23 Şubat 2014 Pazar

Bölünmeye Doğru Geri Sayım


Bölünmeye Doğru Geri Sayım

1999 yılında APO yakalanmış, terör örgütü PKK çözülme sürecine sokulmuştu.

2000 (22 şehit), 2001 (0 şehit) ve 2002 (6 şehit) yıllarında terör faaliyetleri neredeyse bitmiş ve örgüt çözülmüştü. Bu yıllar huzur dolu "PKK bitti" dönemiydi.

Kasım.2002'de AKP hükümeti kuruldu. Bu AKP dönemiyle birlikte terör örgütü PKK toparlanmaya ve tekrar eski gücüne kavuşmaya başladı. Bölgede devletin yerine ondan daha güçlü ve söz geçiren bir “fiili güç ve egemenlik merkezi” oluşmaya başladı. Topyekûn Başbakan, AKP'li bakan ve yöneticileri bu projenin parçalarını oluşturdular. Bülent Arınç TBMM Başkanı iken, Leyla Zana ve şürekası bölücülere TBMM'de "onurlarına" yemek verecekti! İlerleyen yıllarda Habur rezaletini gördük, tüylerimiz diken dikendi, Habur milattır. Bu bölücü ve yıkıcı süreç Kasım.2002'den bugüne, adım adım, 12 yıldır devam ediyor.

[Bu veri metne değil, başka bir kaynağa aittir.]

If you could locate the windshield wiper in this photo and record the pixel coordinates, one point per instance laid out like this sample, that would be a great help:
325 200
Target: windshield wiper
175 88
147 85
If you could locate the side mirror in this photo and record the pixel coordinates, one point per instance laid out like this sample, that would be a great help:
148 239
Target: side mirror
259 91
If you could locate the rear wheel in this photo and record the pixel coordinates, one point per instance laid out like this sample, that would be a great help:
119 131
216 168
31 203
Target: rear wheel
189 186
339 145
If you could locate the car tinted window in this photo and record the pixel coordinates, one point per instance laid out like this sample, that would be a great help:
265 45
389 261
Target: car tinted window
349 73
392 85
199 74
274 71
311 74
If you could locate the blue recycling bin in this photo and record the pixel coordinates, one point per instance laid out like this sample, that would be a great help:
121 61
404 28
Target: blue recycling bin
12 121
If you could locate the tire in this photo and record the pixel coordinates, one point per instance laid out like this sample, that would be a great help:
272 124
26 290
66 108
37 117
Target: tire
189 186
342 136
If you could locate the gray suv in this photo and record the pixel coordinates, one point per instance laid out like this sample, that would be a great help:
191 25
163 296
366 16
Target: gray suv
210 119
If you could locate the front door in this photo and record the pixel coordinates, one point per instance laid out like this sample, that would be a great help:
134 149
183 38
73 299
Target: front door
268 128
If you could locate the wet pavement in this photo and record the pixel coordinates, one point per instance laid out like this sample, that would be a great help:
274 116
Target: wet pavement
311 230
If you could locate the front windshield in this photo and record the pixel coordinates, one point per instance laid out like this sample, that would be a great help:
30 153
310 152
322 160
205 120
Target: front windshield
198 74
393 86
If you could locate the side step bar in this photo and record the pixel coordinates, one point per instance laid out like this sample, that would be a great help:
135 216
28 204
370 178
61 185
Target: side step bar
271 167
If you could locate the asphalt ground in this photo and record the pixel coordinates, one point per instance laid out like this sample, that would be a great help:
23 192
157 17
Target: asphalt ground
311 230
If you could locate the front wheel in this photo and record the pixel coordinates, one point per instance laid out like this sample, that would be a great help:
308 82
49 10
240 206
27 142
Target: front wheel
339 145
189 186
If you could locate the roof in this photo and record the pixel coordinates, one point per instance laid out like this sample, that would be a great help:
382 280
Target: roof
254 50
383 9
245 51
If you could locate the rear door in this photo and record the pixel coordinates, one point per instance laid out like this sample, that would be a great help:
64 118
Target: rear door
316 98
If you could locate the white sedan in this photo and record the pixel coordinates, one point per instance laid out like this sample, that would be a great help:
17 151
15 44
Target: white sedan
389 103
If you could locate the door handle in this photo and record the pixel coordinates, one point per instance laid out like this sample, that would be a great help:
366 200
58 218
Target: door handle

Sonrasında ve bugün, APO fikri özgürlüğüne kavuşmuştur, "50.000 kişinin kanı döküldü, 500.000 kişinin daha dökülmesin" demektedir, 76.000.000'luk Türk Milletini ve Türkiye Cumhuriyeti'ni alenen cezaevinden tehdit edebilmektedir..! Tayyip Erdoğan iktidarının izniyle, BDP'liler APO'yla istedikleri zaman görüşmektedir ve fikirlerini bölücülere ve Kandil'e taşımaktadır. Kuzey Irak'ın (Irak'ta kurulan kürdistan Özerk Bölgesinin) lideri bölücü Mesut Barzani Diyarbakır'da Tayyip Erdoğan'la sahne almıştır.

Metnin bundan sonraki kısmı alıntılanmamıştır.